As of today, I feel light and happy, I've found and lost the key to effective working many times. The key is to wade, when there are too many things, but not stand and plan. It is better to head out with limited tools rather than sit and worry and gather tools there itself while the train leaves.

I wear this visor when studying or working on the computer with light on, light glares into my eyes. People make fun of it, but I'll try to do my thing. It's my body, they don't know a f*ck about it.

One thing that I have to rise above is to shake off the things that people say and do what I think is right. They'll always make fun, but they cannot be me. Ever.

You are me, and I hope you are in a better situation. I'll try to ensure that this letter finds you in the best place of your life.

I hope you arrive at the station. I know you are on the right path through analysis.

Well, listen to an old man talking. Your tirade reminds me of Feynman, and his book ‘What do You care what other people think?’. The bottom line is, I cannot help it. But by admitting it that I cannot help care, I’m actually on the road to not care about them, or at least reason if I should care or not. That is also one reason why I’ve clipped a few things from your letters.

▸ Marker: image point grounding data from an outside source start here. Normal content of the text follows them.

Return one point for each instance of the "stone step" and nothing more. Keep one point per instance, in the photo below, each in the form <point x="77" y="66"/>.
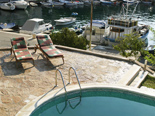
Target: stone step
<point x="137" y="78"/>
<point x="142" y="77"/>
<point x="130" y="75"/>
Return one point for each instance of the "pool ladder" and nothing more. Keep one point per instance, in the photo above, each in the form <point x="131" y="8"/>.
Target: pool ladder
<point x="69" y="78"/>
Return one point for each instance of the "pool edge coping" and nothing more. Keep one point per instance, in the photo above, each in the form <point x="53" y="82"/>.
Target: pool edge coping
<point x="31" y="106"/>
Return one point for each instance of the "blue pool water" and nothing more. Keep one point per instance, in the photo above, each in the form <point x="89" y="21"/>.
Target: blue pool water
<point x="98" y="102"/>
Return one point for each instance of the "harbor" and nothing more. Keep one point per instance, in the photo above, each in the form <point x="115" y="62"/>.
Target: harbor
<point x="27" y="84"/>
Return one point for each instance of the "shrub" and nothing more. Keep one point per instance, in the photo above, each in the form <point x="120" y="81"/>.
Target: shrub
<point x="69" y="38"/>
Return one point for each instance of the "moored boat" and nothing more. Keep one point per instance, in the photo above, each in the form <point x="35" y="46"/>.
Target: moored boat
<point x="65" y="21"/>
<point x="109" y="2"/>
<point x="7" y="6"/>
<point x="35" y="26"/>
<point x="19" y="4"/>
<point x="98" y="30"/>
<point x="124" y="24"/>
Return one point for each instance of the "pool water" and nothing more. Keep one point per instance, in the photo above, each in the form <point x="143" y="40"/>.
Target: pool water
<point x="98" y="103"/>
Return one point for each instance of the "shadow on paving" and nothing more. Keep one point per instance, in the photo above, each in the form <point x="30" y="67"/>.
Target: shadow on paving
<point x="41" y="64"/>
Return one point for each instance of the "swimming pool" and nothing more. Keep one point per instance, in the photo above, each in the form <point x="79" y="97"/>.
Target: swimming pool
<point x="98" y="102"/>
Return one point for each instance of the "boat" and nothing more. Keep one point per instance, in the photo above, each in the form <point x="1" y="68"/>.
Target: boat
<point x="48" y="3"/>
<point x="109" y="2"/>
<point x="7" y="6"/>
<point x="124" y="24"/>
<point x="148" y="2"/>
<point x="98" y="30"/>
<point x="65" y="21"/>
<point x="35" y="26"/>
<point x="129" y="1"/>
<point x="79" y="2"/>
<point x="68" y="2"/>
<point x="96" y="2"/>
<point x="58" y="3"/>
<point x="33" y="4"/>
<point x="19" y="4"/>
<point x="9" y="26"/>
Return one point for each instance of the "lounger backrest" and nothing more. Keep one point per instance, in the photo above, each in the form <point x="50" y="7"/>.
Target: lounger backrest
<point x="44" y="40"/>
<point x="18" y="43"/>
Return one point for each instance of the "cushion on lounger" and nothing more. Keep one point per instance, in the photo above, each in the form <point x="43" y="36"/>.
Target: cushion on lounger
<point x="51" y="51"/>
<point x="22" y="54"/>
<point x="44" y="40"/>
<point x="18" y="43"/>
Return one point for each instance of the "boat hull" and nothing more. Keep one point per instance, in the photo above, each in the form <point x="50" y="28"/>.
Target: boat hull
<point x="65" y="21"/>
<point x="111" y="41"/>
<point x="7" y="6"/>
<point x="20" y="4"/>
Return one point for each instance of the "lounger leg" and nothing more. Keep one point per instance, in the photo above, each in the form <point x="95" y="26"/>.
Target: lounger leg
<point x="11" y="51"/>
<point x="35" y="49"/>
<point x="63" y="60"/>
<point x="33" y="62"/>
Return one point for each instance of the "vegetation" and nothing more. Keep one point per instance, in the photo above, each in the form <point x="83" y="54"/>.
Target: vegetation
<point x="69" y="38"/>
<point x="150" y="57"/>
<point x="149" y="82"/>
<point x="129" y="45"/>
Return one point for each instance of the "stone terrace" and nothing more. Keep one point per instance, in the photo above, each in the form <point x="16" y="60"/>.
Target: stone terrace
<point x="19" y="85"/>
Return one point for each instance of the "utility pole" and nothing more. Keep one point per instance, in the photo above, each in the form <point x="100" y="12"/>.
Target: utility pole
<point x="91" y="24"/>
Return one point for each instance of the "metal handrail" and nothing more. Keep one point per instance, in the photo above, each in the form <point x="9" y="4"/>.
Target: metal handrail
<point x="61" y="78"/>
<point x="76" y="76"/>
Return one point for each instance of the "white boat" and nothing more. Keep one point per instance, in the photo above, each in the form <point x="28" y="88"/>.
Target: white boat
<point x="48" y="3"/>
<point x="124" y="24"/>
<point x="109" y="2"/>
<point x="7" y="6"/>
<point x="68" y="2"/>
<point x="35" y="26"/>
<point x="65" y="21"/>
<point x="79" y="2"/>
<point x="130" y="1"/>
<point x="33" y="4"/>
<point x="98" y="30"/>
<point x="58" y="3"/>
<point x="19" y="4"/>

Above all, look at me, I haven’t let go of my preachiness and philosophizing.

The last few days have been a little disconcerting on the social front. I lost three people from my so called friend circle. One real, two virtual, all girls (that’s the important part, right?). But in most of these cases, I lost them either to my ego, or their egos, and largely due to a combination of both (plus the innate tendency to overunderstand or misunderstand).

So, all these back to back 'Fall from grace' events made me learn a few lessons that I'd like to remind myself again, since I have a tendency to not learn from the past. Build cautious walls, and never transgress them, no matter how much they lure you out of it. Pushing the envelope in this domain is psychologically risky and not worth for just anybody. Only a few deserve such effort.

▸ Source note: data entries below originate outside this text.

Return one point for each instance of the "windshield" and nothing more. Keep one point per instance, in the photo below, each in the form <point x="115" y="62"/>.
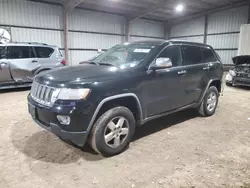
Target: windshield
<point x="2" y="54"/>
<point x="125" y="55"/>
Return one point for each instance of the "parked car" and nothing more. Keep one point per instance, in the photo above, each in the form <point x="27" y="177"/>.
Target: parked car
<point x="104" y="100"/>
<point x="20" y="62"/>
<point x="239" y="75"/>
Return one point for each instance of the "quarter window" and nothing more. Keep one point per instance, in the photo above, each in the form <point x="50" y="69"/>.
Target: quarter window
<point x="208" y="55"/>
<point x="173" y="53"/>
<point x="20" y="52"/>
<point x="43" y="52"/>
<point x="191" y="55"/>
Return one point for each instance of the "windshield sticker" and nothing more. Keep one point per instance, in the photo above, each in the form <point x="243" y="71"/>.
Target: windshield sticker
<point x="142" y="50"/>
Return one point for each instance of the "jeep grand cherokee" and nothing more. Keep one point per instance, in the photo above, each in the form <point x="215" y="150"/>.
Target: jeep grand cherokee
<point x="103" y="100"/>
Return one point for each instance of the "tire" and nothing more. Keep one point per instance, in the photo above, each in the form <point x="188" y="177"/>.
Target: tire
<point x="42" y="71"/>
<point x="107" y="127"/>
<point x="205" y="109"/>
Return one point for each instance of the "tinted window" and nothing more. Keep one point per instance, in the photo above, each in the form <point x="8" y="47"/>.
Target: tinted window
<point x="173" y="53"/>
<point x="191" y="55"/>
<point x="208" y="55"/>
<point x="43" y="52"/>
<point x="2" y="52"/>
<point x="20" y="52"/>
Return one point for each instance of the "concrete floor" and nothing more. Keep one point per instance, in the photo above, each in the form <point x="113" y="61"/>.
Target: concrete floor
<point x="180" y="150"/>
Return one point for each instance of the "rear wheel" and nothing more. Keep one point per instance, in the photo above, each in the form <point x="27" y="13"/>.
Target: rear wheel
<point x="113" y="131"/>
<point x="229" y="84"/>
<point x="210" y="102"/>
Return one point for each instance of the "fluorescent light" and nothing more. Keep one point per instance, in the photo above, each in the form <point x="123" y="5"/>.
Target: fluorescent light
<point x="179" y="8"/>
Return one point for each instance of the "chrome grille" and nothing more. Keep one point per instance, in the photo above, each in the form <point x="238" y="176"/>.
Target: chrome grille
<point x="42" y="94"/>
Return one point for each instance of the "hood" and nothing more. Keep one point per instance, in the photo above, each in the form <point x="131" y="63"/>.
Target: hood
<point x="240" y="60"/>
<point x="79" y="74"/>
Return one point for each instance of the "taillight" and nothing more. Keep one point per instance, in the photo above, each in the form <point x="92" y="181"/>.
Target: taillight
<point x="63" y="62"/>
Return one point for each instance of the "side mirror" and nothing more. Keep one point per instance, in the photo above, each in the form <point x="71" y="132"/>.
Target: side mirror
<point x="162" y="63"/>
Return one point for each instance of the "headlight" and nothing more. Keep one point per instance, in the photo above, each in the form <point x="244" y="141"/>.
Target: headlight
<point x="232" y="72"/>
<point x="73" y="94"/>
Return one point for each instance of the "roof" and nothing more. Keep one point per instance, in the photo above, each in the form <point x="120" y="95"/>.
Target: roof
<point x="161" y="10"/>
<point x="159" y="42"/>
<point x="26" y="44"/>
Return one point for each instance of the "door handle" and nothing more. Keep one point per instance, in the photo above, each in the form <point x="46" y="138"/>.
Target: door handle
<point x="182" y="72"/>
<point x="206" y="68"/>
<point x="3" y="63"/>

Second, thinking of the positive, God has shown me at least three people I will not need in my future life before I crossed my quarter life period. That's right, 25 baby! Also, I'll need to draw those wall plans again.

This has also made me reconsider how I behave with boys and girls. While with boys, I am or can be my natural self while a certain restraint or bias comes to play in the other case. Odds are not in favour, given my conservative mind. I just cannot see women as I see men. It's mystery, awe, attraction, revulsion, imagination, a pint of sadism and a melancholy of masochism when it comes to some people. So, I just need to see them in the eye and mind my own business. There's should never be mine.

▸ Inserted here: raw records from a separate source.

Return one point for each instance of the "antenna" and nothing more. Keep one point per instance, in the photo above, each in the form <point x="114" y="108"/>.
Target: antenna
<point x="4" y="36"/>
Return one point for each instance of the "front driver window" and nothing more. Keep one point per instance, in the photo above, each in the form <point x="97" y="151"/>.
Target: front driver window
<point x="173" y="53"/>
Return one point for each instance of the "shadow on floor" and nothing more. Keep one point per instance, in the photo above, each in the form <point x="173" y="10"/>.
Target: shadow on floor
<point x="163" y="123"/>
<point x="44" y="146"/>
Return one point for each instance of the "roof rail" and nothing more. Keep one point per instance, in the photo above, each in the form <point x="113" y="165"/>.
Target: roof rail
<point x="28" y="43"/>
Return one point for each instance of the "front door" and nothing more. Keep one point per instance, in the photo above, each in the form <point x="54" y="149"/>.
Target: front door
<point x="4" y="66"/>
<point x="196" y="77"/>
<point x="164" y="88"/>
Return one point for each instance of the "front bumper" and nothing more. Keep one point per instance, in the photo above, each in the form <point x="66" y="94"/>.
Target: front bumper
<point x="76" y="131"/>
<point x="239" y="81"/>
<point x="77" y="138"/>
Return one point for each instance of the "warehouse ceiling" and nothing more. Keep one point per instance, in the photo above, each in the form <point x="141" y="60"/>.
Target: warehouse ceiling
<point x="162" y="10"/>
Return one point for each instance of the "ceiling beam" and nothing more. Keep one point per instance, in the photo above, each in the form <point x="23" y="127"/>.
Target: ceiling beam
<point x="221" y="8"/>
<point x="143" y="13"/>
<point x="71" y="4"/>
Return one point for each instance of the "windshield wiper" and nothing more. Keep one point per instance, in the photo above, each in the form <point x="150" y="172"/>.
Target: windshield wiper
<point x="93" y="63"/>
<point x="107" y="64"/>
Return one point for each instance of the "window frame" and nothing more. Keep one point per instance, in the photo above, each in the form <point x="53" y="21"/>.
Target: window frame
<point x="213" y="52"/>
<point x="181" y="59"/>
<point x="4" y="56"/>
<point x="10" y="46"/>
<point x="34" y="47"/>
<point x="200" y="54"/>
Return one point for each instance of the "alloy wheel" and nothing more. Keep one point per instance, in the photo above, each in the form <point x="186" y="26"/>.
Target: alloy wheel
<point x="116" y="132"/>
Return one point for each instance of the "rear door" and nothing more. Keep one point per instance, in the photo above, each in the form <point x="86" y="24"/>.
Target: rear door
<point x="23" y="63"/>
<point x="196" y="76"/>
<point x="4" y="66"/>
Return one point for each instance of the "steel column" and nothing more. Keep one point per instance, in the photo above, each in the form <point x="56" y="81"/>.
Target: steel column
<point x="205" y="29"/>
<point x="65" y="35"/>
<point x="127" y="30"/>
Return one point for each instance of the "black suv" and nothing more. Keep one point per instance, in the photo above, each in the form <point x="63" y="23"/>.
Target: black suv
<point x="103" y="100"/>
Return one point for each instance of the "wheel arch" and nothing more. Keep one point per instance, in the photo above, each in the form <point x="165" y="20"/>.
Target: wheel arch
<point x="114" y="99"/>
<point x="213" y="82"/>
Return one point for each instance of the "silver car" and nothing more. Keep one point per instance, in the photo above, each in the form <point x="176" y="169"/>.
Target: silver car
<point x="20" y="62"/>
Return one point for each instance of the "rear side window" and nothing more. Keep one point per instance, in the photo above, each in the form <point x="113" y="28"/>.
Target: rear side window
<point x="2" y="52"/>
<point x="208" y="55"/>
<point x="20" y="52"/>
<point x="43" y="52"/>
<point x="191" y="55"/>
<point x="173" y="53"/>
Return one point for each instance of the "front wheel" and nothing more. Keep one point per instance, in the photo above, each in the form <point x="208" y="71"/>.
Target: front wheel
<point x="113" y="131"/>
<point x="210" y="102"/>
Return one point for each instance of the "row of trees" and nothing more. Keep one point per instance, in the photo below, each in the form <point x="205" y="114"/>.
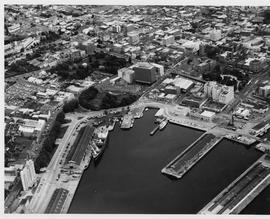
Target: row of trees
<point x="87" y="97"/>
<point x="70" y="106"/>
<point x="21" y="67"/>
<point x="48" y="146"/>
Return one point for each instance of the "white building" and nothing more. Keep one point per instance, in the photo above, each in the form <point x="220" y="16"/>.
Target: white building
<point x="215" y="35"/>
<point x="160" y="68"/>
<point x="28" y="175"/>
<point x="31" y="126"/>
<point x="219" y="93"/>
<point x="126" y="74"/>
<point x="134" y="37"/>
<point x="265" y="90"/>
<point x="167" y="40"/>
<point x="183" y="84"/>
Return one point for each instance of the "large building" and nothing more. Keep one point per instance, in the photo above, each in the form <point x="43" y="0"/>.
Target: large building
<point x="144" y="72"/>
<point x="126" y="74"/>
<point x="79" y="147"/>
<point x="219" y="93"/>
<point x="215" y="35"/>
<point x="31" y="127"/>
<point x="28" y="175"/>
<point x="133" y="37"/>
<point x="183" y="84"/>
<point x="264" y="91"/>
<point x="159" y="68"/>
<point x="168" y="40"/>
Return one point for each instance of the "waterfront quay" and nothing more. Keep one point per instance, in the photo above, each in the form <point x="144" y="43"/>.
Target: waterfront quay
<point x="234" y="198"/>
<point x="189" y="157"/>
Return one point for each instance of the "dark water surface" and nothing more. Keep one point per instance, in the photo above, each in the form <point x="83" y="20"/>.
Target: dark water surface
<point x="261" y="204"/>
<point x="128" y="177"/>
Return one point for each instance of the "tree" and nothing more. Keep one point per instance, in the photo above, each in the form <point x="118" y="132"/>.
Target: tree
<point x="70" y="106"/>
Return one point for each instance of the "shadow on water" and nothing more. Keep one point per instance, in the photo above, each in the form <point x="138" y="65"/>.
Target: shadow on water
<point x="99" y="158"/>
<point x="172" y="178"/>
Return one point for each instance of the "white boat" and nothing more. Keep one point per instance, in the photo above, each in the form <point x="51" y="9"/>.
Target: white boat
<point x="163" y="124"/>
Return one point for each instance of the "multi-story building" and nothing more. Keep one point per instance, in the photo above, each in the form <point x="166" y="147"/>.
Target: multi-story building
<point x="264" y="91"/>
<point x="168" y="40"/>
<point x="134" y="37"/>
<point x="144" y="72"/>
<point x="219" y="93"/>
<point x="126" y="74"/>
<point x="160" y="69"/>
<point x="28" y="175"/>
<point x="215" y="35"/>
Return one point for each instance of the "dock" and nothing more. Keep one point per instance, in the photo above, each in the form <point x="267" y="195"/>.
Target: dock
<point x="234" y="198"/>
<point x="241" y="139"/>
<point x="263" y="146"/>
<point x="154" y="130"/>
<point x="191" y="155"/>
<point x="138" y="112"/>
<point x="127" y="122"/>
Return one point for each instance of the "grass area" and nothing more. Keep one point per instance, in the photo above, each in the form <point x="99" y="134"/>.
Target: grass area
<point x="23" y="144"/>
<point x="62" y="131"/>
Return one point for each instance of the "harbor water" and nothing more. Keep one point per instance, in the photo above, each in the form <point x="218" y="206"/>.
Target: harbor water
<point x="261" y="204"/>
<point x="128" y="178"/>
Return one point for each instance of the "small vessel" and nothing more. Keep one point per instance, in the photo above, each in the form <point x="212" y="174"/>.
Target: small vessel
<point x="154" y="130"/>
<point x="163" y="124"/>
<point x="98" y="149"/>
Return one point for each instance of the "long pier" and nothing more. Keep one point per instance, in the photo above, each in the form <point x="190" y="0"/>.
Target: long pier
<point x="191" y="155"/>
<point x="234" y="198"/>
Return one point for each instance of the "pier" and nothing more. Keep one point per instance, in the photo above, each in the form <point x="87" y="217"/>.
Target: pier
<point x="154" y="130"/>
<point x="234" y="198"/>
<point x="241" y="139"/>
<point x="190" y="156"/>
<point x="127" y="122"/>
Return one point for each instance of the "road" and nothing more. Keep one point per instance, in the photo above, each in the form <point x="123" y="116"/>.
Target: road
<point x="47" y="185"/>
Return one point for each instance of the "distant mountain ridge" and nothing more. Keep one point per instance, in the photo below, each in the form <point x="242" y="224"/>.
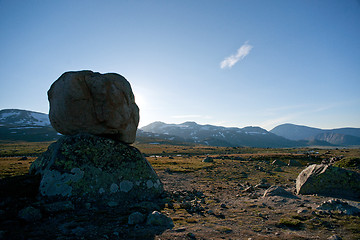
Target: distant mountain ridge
<point x="339" y="136"/>
<point x="219" y="136"/>
<point x="23" y="125"/>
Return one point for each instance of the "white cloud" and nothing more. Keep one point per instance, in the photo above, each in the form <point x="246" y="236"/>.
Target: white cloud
<point x="242" y="52"/>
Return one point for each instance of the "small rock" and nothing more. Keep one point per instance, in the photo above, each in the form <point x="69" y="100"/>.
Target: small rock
<point x="278" y="191"/>
<point x="223" y="205"/>
<point x="113" y="204"/>
<point x="208" y="159"/>
<point x="334" y="237"/>
<point x="338" y="205"/>
<point x="278" y="163"/>
<point x="249" y="189"/>
<point x="191" y="236"/>
<point x="302" y="210"/>
<point x="294" y="163"/>
<point x="59" y="206"/>
<point x="180" y="229"/>
<point x="263" y="185"/>
<point x="30" y="214"/>
<point x="329" y="181"/>
<point x="158" y="219"/>
<point x="78" y="231"/>
<point x="136" y="218"/>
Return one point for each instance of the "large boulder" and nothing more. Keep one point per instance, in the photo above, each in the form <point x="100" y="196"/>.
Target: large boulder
<point x="91" y="168"/>
<point x="329" y="181"/>
<point x="90" y="102"/>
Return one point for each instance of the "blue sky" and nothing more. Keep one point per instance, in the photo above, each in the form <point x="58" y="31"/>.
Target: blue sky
<point x="232" y="63"/>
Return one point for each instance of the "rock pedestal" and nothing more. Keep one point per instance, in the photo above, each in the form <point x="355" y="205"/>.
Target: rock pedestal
<point x="90" y="102"/>
<point x="92" y="168"/>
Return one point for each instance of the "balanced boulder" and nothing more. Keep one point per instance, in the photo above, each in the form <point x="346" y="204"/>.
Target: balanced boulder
<point x="90" y="102"/>
<point x="329" y="181"/>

So, what do you remember out of all this?

I remember them, yes, but not as bitter episodes. Anyhow, I’ve never looked back, and can’t seem to care. Plus, I've added experiences with boys to my kitty to equalize the claims. :P

Oh and I did not write to make you remember all of this in a sad way, because I hope that you will forget it all. Because right now, writing is healing for me, and I let go by writing. I just want you to ask this question, 'does it matter now?'

I’ve lived up to your expectation old man, they don’t. :)

I wish you luck dear me. BTW, remember Feynman? :D

Yes, he is fondly remembered and has my unwavering admiration.

I almost forgot, I don't like the way I start sentences. They are too abrupt, ill placed.

I don’t like them still.

Love,

Me.

It was mainly an experiment, to see if any of it mattered. What all thoughts and beliefs that I had held back then, could they stand the test of time? The events that shape us, do we remember the events or they silently alter our psyche while the memory of them fades. I had forgotten many things I wrote, and remembered many things vaguely. I intended to forget that I had sent any letters at all. Unfortunately I didn't forget sending at least one letter and the gist of a major part of that letter. What is interesting is that I didn't remember the frustration, or what I was feeling then, or the doubts, or the happy parts. I remembered the unpleasant parts. I have reason to believe that this is how our defense mechanism is built, to avoid future hurts, and probably re-live the good parts with the same gusto.